Fraternity holds fundraiser

Kat Rogers
Staff Writer
Pi Kappa Phi Fraternity held a fundraiser in support of Troy adjunct history professor, Joseph Arnold, whose home recently burned down.
Arnold is visually impaired, and he and his family lost his eSight device in the fire, among many other valuable items.
Though Arnold’s house will be covered by insurance, his eSight will not be. The device allowed him to actually see his daughters and his wife as well as more easily prepare lesson plans and grade his students’ work.
Arnold explained how the eSight device allowed him to see well.
“The technology enabled me, for the first time, to clearly see the world around me,” Arnold said. “The opportunity to see and recognize my daughters’ faces was, quite literally, a life-changing experience for me. Also, I was able to sit down and read regularly typed text. While most people see the $15,000 price tag and stop there, my family and I saw the $15,000 price tag and knew it was worth it because of the difference the technology made in my life.”
The fundraiser included a 24-hour bike-a-thon where a member of the fraternity would continuously ride a stationary bike from the beginning of the event on Thursday, Oct. 6 at 7 a.m. to the conclusion on Friday, Oct. 7 at 7 a.m.
Hunter Gregg, a sophomore political science major from Montgomery, and philanthropy chair for Pi Kappa Phi, said other fraternity members helped plan and organize the fundraiser.
“Our president brought the idea to me about 3 weeks ago, so we had about 2 weeks to plan it,” Gregg said. “Brothers helped by spending significant amounts of their days by planning for the event, pitching it to other Greek and non-Greeks on campus, and by being there all day at the event grilling and working our tables.”
The organization also had a cook-out, a bake sale, a “pie-a-phi” booth, and an “empathy” corn hole game.
Ben Barnett, a junior biomedical sciences major from Warrior, and President of Pi Kappa Phi, said they raised awareness for disabilities by having activities that show students what it would be like to be visually impaired.
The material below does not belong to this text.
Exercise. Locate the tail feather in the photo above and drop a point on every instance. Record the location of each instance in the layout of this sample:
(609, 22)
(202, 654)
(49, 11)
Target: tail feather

“Empathy corn hole is where people play corn hole blindfolded to see what it’s like to do that it darkness,” Barnett said. “It’s a way to show what it’s like to do something that we do every day and that we take for granted.”
Julia Grimsley, a sophomore accounting major from Colquitt, Georgia said she baked some cookies for the fundraiser event.
“Mr. Arnold is my Western Civilization professor and I wanted to contribute in some way,” Grimsley said.
Arnold and his wife came out to the event and spent some time with the brothers that organized it.
“As a Trojan alum, and as a first-term instructor on campus, I am humbled to know that the University is still so much a family,” Arnold said. “From the moment of the fire, University personnel, students, and faculty members have reached out to our family. This level of heartfelt generosity cannot be found just anywhere. I hope I can somehow, someday have the opportunity to pay forward all the kindness that has been shown to me by fellow Trojans.”
“He (Arnold) is too modest to ask for anything,” Barnett said. “But whenever he heard about this, it’s so much more than just our philanthropy, this is someone in our community here in Troy. Something had to be done for him.”
$1,064 was raised at the event and $1,605 has been raised on the fundraiser’s GoFundMe which can be found at The fundraiser goal is $15,000 to cover the cost of Arnold’s eSight device.